Overall, the EDPB notes that, as a result of the enacted EO 14086, the US legal
framework now specifies concrete purposes when data may be collected and that principles of proportionality must be taken into account. But close monitoring is needed to ensure that and how the requirements are implemented in practice. This includes reviewing internal policies and procedures at the authority level.
What is the EDPB’s criticism?
The list is long, and it can be deduced how the draft is to be assessed. The main points of criticism are:
Lack of detailed information on the legal context in the US to better understand the DPF principles, such as the lack of description of the privacy obligations applicable under US law.
The Regulation provides for the possibility of limiting the obligation to comply with the principles set out in the DPF. Without full knowledge of US law at both the federal and state levels, the scope of the limitations in the DPF is not clear, so to clarify the scope, the limitations need to be included in the draft decision.
· Unstructured attachments make it difficult to find and look up information.
· Inconsistent use of terms such as “processing”, which can lead to legal uncertainties.
· There is a need to clarify the scope of the right of access of data subjects and to include this in the main text of the adequacy decision and not only as a supplementary explanation in the footnotes.
- No explanations on the exercise of the right to object.
· Exemption from the contractual obligation for intra-group transfers, so that onward transfers of data may not only take place for limited and specified purposes on the basis of a contract between the DPF organisation and the third party or a comparable agreement within a group of companies, if the third party is also obliged to comply with the level of protection.

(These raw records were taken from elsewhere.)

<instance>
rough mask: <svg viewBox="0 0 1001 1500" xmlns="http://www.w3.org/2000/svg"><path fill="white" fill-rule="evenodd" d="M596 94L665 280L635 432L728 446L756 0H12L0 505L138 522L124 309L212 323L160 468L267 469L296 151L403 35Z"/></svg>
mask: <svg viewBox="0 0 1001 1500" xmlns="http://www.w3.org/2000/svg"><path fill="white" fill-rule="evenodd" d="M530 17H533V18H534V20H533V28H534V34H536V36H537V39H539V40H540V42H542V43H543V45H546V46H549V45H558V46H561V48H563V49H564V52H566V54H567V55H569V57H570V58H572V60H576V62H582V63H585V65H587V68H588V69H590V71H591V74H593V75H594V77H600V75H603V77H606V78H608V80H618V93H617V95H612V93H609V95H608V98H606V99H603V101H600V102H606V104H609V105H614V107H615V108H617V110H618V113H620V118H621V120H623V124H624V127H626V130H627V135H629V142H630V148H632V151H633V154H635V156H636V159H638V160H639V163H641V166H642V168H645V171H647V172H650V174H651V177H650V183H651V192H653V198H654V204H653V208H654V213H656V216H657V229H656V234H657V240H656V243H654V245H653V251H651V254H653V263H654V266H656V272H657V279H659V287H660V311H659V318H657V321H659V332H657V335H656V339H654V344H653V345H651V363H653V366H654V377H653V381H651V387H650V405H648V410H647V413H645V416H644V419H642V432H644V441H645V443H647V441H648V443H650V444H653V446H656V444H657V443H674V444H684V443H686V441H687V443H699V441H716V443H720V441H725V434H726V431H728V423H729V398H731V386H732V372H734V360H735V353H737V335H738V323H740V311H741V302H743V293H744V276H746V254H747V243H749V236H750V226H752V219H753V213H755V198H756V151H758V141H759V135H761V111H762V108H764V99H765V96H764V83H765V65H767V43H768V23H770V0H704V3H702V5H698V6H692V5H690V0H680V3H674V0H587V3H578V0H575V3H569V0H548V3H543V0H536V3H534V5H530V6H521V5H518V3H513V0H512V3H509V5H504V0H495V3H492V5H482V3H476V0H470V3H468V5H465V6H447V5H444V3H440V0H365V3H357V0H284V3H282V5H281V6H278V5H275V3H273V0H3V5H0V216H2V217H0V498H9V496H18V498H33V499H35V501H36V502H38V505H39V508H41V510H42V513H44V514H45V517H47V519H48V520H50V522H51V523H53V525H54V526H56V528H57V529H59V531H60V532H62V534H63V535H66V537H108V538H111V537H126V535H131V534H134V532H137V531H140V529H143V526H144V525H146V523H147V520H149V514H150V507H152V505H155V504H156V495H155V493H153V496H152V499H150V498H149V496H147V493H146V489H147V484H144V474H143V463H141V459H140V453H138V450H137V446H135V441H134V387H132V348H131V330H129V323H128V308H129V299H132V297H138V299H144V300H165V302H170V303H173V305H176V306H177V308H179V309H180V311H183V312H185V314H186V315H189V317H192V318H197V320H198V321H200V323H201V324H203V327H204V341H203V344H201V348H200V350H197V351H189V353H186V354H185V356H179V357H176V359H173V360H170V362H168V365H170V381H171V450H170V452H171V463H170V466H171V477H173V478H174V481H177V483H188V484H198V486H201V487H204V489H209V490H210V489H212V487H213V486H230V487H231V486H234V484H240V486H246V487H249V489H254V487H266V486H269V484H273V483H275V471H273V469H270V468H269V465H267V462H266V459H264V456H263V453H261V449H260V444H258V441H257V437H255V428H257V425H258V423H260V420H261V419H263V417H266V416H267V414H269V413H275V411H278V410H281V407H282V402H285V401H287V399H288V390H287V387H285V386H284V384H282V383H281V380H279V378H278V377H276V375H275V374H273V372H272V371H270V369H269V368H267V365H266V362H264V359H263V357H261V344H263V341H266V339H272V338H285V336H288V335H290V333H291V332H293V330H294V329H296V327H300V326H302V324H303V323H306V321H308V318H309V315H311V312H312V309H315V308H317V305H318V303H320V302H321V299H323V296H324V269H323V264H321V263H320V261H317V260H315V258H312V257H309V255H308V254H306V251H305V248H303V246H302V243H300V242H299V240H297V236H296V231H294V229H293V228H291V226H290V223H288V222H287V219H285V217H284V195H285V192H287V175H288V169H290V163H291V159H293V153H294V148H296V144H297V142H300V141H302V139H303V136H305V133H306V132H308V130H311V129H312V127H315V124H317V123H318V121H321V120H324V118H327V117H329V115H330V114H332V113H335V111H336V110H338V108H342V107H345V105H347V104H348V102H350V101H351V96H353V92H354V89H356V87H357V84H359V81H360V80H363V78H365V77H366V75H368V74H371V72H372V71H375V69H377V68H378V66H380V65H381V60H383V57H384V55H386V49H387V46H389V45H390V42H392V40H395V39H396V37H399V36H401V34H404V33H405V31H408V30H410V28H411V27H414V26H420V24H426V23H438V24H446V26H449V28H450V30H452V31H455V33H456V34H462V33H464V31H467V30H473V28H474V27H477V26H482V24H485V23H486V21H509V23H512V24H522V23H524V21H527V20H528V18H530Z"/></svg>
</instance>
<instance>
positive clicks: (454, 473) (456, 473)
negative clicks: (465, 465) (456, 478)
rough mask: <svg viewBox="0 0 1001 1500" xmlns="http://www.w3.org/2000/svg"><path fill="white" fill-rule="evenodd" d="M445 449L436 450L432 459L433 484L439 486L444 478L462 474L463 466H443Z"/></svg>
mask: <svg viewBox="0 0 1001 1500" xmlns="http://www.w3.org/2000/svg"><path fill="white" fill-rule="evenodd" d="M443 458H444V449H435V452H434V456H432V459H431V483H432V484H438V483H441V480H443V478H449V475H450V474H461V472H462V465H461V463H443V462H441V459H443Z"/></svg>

· Lack of specific safeguards against the rapid developments in automated decision making and profiling – increasingly using AI technology.
· Reviews of compliance with the DPF principles are limited to formal requirements (e.g., lack of response from designated contact points), although verification of compliance with substantive requirements is crucial.
· Lack of further explanation as to whether legal remedies enable the data subject to obtain access to personal data concerning him or her or to obtain the rectification or erasure of such data.
· Lack of further clarification on the principles and safeguards for further use of data, in particular with regard to applicable rules and safeguards for onward transfers, further use and disclosure of personal data collected for law enforcement purposes in the US and subsequently transferred to third countries, including under international agreements.
· Lack of definition of the term “signals intelligence” – information
obtained by capturing and analysing the electronic signals and communications of a specific target – in EO 14086.
· Lack of dependence of the adoption of the Decision on the adoption of updated policies and procedures to implement EO 14086 by all US intelligence agencies.
· Lack of clarity on the assessment of applicable retention requirements for personal data of US persons, which cannot be used as a benchmark for EU persons in this way.
· The possibility in EO 14086 for the President of the United States to add further targets to the list in relation to the regulation.
· Lack of verification of whether there are international agreements with third countries or international organisations that could provide for specific
provisions for the international transfer of personal data by intelligence agencies to third countries.
Conclusion on the EDPB opinion
Overall, the EDPB takes positive note of the fact that EO 14086, compared to the previous legal framework offers significant improvements, particularly with regard to the introduction of the principles of necessity and proportionality of data protection interventions and individual redress for data subjects in the EU.
In view of the criticisms outlined above, the EDPB proposes that the concerns be addressed and that the EU Commission provide the requested clarifications. This would consolidate the rationale of the draft decision and ensure close monitoring of the concrete implementation of this new legal framework, particular the safeguards it provides, in the future joint reviews.